What birds have taught us about structural color

Most colored materials owe their color to the absorption of light: certain wavelengths are absorbed and others transmitted. This talk will present experiments and arguments based on scattering theory that shed some light on why red structural colors are difficult to make.

Most colored materials owe their color to the absorption of light: certain wavelengths are absorbed and others transmitted. The color arises from the remaining wavelengths that are reflected or scattered back to the observer. In nature we often see a different type of coloration, known as structural color, which comes from interference or diffraction of light and not absorption: certain wavelengths are transmitted, while others constructively interfere and are reflected. Structural colors are common in birds and particularly in blue feathers, which consist of disordered arrays of pores that scatter light. I will discuss efforts to make synthetic systems that mimic the bird feathers -- that is, systems that show structural colors that are indistinguishable from traditional, absorption-based colors, both in their saturation and their angle independence. The synthetic samples display rich blues and greens, but they do not display red colors. Interestingly, the same trend occurs in birds: there are no known red birds with angle-independent structural color. I will present experiments and arguments based on scattering theory that shed some light on why red structural colors are difficult to make.
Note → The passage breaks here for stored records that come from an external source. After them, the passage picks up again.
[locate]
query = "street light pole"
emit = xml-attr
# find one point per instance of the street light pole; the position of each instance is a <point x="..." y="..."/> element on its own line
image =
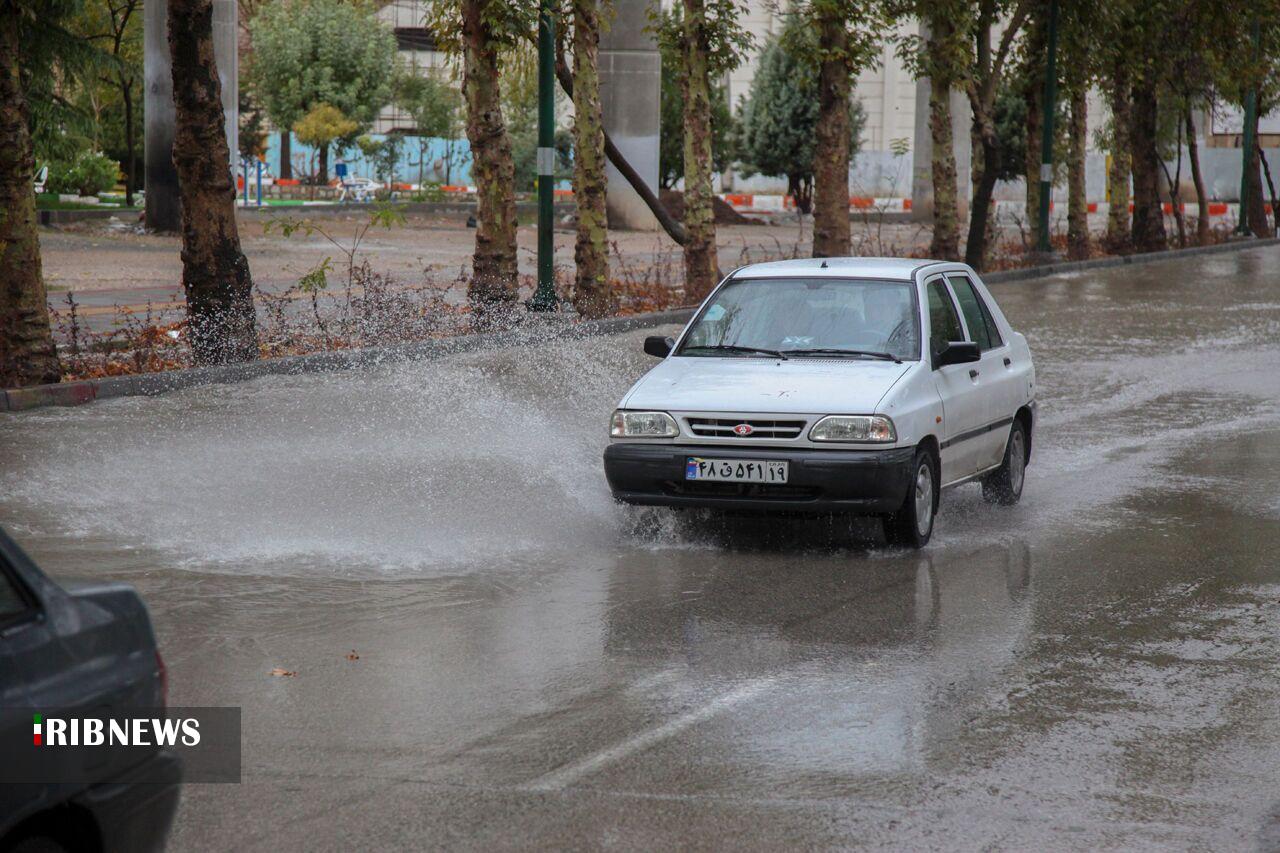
<point x="1050" y="112"/>
<point x="544" y="299"/>
<point x="1251" y="108"/>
Professor Vinothan N. Manoharan

Vinothan N. Manoharan is the Wagner Family Professor of Chemical Engineering and Professor of Physics at Harvard University. His research focuses on understanding how systems containing many particles suspended in a liquid -- such as nanoparticles, proteins, or cells -- organize themselves into ordered structures like crystals, viruses, and even living tissues. His lab uses optical microscopy and holography to watch these systems self-assemble in real time. The goal is to discover new, general physical principles that underlie complex systems and to apply these principles to practical problems in materials science, nanotechnology, and medicine. Manoharan received his Ph.D. from the University of California, Santa Barbara in 2004 and worked as a postdoctoral researcher at the University of Pennsylvania before arriving at Harvard in 2005.